Leider ist auch nicht absehbar, dass sich an der fehlenden Infrastruktur kurzfristig etwas ändern wird. Ich würde mich freuen, wenn sich mal jemand findet, der eine Dorfkneipe aufmacht, denn ein solcher Ort der Begegnung eignet sich ideal, um gemeinsam mit anderen Fans den Sieg der eigenen Mannschaft zu feiern oder deren Niederlage zu betrauern. Oder zum Kartenspiel mit Freunden. Und vor allem dazu, mal über die Dinge, über die man sich in der Politik, in der Nachbarschaft oder sonst irgendwo geärgert hat, so richtig Dampf abzulassen, ohne dass jede voreilige oder unbedachte Äußerung –wie in den sozialen Netzen- über Jahre für viele zum Abruf bereitsteht.

Bezüglich der Organisation des Öffentlichen Personen-Nahverkehrs ist die Politik gefordert, über neue Konzepte nachzudenken wie z.B. die Organisation von Mitfahrgelegenheiten, Carsharing oder Anruf-Sammeltaxis. Erste Feldversuche mit einem Mitfahrernetz gab es im nahen Spessart, allerdings mit einem unbefriedigenden Ergebnis.

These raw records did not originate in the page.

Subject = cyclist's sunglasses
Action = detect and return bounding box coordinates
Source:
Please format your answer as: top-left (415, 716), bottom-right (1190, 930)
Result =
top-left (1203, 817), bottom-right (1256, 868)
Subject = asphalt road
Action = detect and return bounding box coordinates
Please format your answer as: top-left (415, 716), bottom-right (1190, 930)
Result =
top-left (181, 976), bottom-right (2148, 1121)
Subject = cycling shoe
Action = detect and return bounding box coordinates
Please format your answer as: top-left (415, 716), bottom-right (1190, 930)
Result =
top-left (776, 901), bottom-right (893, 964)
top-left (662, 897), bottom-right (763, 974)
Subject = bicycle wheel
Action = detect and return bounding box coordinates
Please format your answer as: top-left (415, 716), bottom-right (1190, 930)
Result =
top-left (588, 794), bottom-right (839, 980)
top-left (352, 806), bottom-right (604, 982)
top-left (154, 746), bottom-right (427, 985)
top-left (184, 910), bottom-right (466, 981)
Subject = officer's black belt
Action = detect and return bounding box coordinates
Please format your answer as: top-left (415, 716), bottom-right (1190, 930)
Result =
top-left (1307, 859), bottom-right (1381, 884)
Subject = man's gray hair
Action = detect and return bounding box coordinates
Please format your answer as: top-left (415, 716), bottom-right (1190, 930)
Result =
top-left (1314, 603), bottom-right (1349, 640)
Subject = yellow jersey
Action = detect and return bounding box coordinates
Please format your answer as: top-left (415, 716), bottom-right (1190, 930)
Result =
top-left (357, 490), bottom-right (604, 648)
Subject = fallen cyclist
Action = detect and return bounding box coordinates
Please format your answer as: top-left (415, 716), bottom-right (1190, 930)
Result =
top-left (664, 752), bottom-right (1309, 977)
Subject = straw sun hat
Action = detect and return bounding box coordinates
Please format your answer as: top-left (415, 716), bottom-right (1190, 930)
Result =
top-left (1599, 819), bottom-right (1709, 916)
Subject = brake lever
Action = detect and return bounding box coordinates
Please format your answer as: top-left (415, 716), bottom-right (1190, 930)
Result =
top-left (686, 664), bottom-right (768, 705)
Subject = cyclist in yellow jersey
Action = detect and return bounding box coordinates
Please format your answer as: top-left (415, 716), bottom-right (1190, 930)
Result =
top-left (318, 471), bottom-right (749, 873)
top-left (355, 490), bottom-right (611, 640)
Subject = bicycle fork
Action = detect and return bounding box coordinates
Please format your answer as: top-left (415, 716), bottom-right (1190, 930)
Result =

Verfallendes HausWie in anderen ländlichen Gegenden gibt es darüber hinaus auch in Neudorf einen Trend zur Verödung des Ortskerns: Derzeit stehen ca. ein halbes Dutzend Häuser in Neudorf leer, meist weil die früheren Bewohner verstorben sind und die Erben oder neuen Besitzer noch keine Entscheidung über die weitere Verwendung der Häuser getroffen haben. Andererseits gibt es offensichtlich einen großen Bedarf an bezahlbarem Wohnraum, wie man daran erkennen kann, dass neu gebaute Mietshäuser (Am Rosengarten, Neue Straße) praktisch über Nacht komplett vermietet sind.
Es wäre aus meiner Sicht eine Aufgabe für den Ortsbeirat, leerstehende Häuser und deren Besitzer zu identifizieren und zusammen mit der Stadt Wächtersbach hier zu Lösungen zu kommen, die leerstehende Häuser in attraktiven Wohnraum verwandeln. Das könnte für die Hausbesitzer sogar attraktiv sein, denn auch nach dem Ende der Dorferneuerung stehen in Hessen Fördermittel zur Entwicklung des ländlichen Raums bereit, u.a. genau für diesen Zweck.

So bleibt die Bilanz zwiespältig: Die Dorferneuerung hat vieles erreicht, aber es bleibt immer noch viel zu tun!